Du (beau) monde. Il y avait du monde à la Tour Saadé, « figure emblématique de Marseille et incarnation de l'audace entrepreneuriale d'un homme » selon les invités de marque, pour le baptême de la « promotion Jacques Saadé » de l’ENSM au siège de l'armement français, auquel assistaient la ministre de la Transition énergétique Élisabeth Borne, le secrétaire d’État aux Transports Jean-Baptiste Djebbari (son premier déplacement), mais aussi Frédéric de Moncany, président du Conseil d'administration de l'ENSM, le président du conseil de surveillance du port de Marseille Jean-Marc Fornery et de son directeur général, Hervé Martel, des élus locaux et députés, des représentants de toute la chaîne du transport maritime... Et entre deux lignes de son discours, Rodolphe Saadé a glissé que ses cinq navires alimentés au GNL de 15 000 EVP, exploités sur les lignes Asie-Méditerranée, seraient avitaillés à Marseille-Fos par Total.
Attendu et inattendu à la fois
CMA CGM et la filiale du groupe pétrolier français en charge de la commercialisation de carburants marins, Total Marine Fuels Global Solutions (TMFGS), avaient déjà signé un contrat d’affrètement long terme pour que les 9 porte-conteneurs de plus de 22 000 EVP propulsés au GNL, dont le premier attendu à partir de 2020 s'appellera CMA CGM Jacques Saadé, le soient par le groupe pétrolier français. À partir de Rotterdam et via un souteur de 18 500 m3 affrété par Total auprès de Mitsui O.S.K. Lines. Cette fois, le bénéfice est pour les bassins Ouest de Marseille, que le premier port pétrolier de France aimerait positionner comme l’une des principales portes gazières du sud-européen. Fos, où se situent les terminaux méthaniers Tonkin et Cavaou, devra jouer face à Barcelone, qui s’impose parmi les hub GNL stratégiques en Méditerranée.
Total fournira ainsi à CMA-CGM environ 300 000 t/an de GNL à partir de 2020, dixit le groupe pétrolier. Si le GNL ne compte pas encore pour beaucoup dans sa production totale, celui-ci concentre indubitablement ses intérêts. Pour rappel, fin 2017, ce dernier avait repris les participations d’Engie, lui assurant un volume total de 40 Mt/an et une capacité de liquéfaction de 23 Mt/an d’ici 2020. Il serait désormais le deuxième fournisseur mondial (du secteur privé) de GNL avec environ 10 % de parts de marché.
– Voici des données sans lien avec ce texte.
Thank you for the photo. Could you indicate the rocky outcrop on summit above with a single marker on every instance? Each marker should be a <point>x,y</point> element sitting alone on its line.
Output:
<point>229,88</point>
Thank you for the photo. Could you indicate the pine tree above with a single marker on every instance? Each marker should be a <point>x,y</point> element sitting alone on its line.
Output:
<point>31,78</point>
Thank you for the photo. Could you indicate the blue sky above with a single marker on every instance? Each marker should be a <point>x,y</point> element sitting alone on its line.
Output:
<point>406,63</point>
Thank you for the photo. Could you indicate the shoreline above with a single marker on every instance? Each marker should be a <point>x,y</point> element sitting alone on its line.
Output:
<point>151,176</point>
TMFGS est aussi le fournisseur de Brittany Ferries pour alimenter en GNL le futur Honfleur, qui assurera la liaison entre Ouistreham et Portsmouth. En l’absence d’infrastructures dans les ports desservis par le futur fleuron de la compagnie de Roscoff, la filiale de Total s’est associée à Dunkerque LNG, l'exploitant du terminal méthanier de Dunkerque et le groupe Charles André (GCA) pour assurer l'approvisionnement grâce à des iso-conteneurs. Ils seront acheminés par camions depuis le terminal méthanier de Dunkerque au port de Ouistreham, seront grutés à bord grâce à des portiques installés à cet effet sur le navire et permettront d’alimenter un réservoir fixe de stockage GNL situé à l’arrière. Une fois vides, les conteneurs seront débarqués à l’escale suivante à Ouistreham et remplacés par des conteneurs pleins.
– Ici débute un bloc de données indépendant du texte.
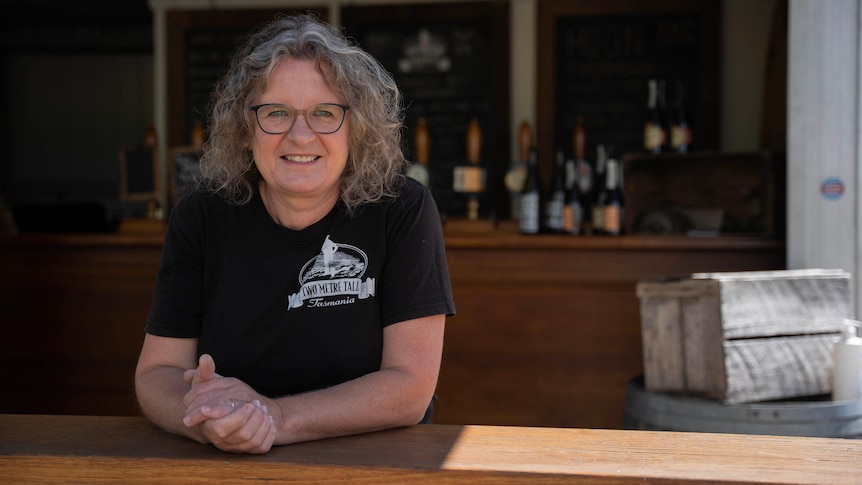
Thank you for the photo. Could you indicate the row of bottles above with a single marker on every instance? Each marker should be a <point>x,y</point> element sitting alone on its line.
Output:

Une logistique qui demande une force de convictions
Alors que le monde de l'avitaillement est en train de changer, poussé par une réglementation qui va bannir à tout jamais le fuel lourd à partir du 1er janvier 2020, les déterminants du marché du GNL restent flous. Excepté sur son bilan environnemental, « vendu » comme un produit capable « d’abattre » la quasi-totalité (99 %) des émissions d'oxydes de soufre (SOx) et de particules fines, et jusqu’à 85 % de celles d’oxydes d’azote (NOx), il ne convainc pas vraiment. Le bataillon de navires ayant basculé est encore maigre dont une centaine de paquebots (en commande), dont le premier a été livré en « fanfare » (AIDANova), et dans les porte-conteneurs, CMA CGM est son principal promoteur… Hapag-Lloyd a mis en scène en début d’année une conversion d’un des siens. Mais les marques d’affection restent rares.
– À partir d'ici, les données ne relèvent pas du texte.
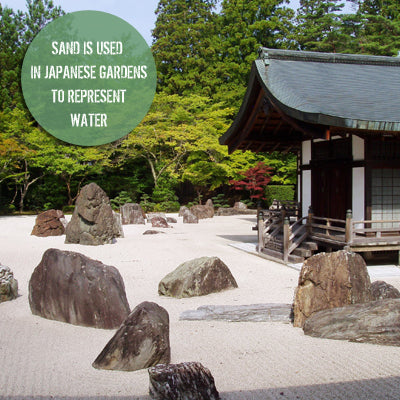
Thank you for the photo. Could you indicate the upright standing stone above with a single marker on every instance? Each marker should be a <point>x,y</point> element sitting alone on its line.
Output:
<point>93,221</point>
<point>70,287</point>
<point>197,277</point>
<point>8,284</point>
<point>329,280</point>
<point>141,341</point>
<point>185,381</point>
<point>49,223</point>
Pour qu’il y ait un changement radical d'attitude et d'action à l’égard du GNL marin, l’enjeu n’est pas tant la disponibilité du carburant – la capacité globale des terminaux méthaniers représenterait environ 824 Mt par an, selon Total – que les infrastructures de soutage. Le principal frein à son déploiement réside bien dans l'avitaillement du navire par des navires. Et ce, sans nuire à la durée de l’escale, ce qu’un chargement par camions ne peut véritablement exclure, au vu des volumes à fournir (combien de camions faudra-t-il pour un porte-conteneur de 15 000 EVP ?).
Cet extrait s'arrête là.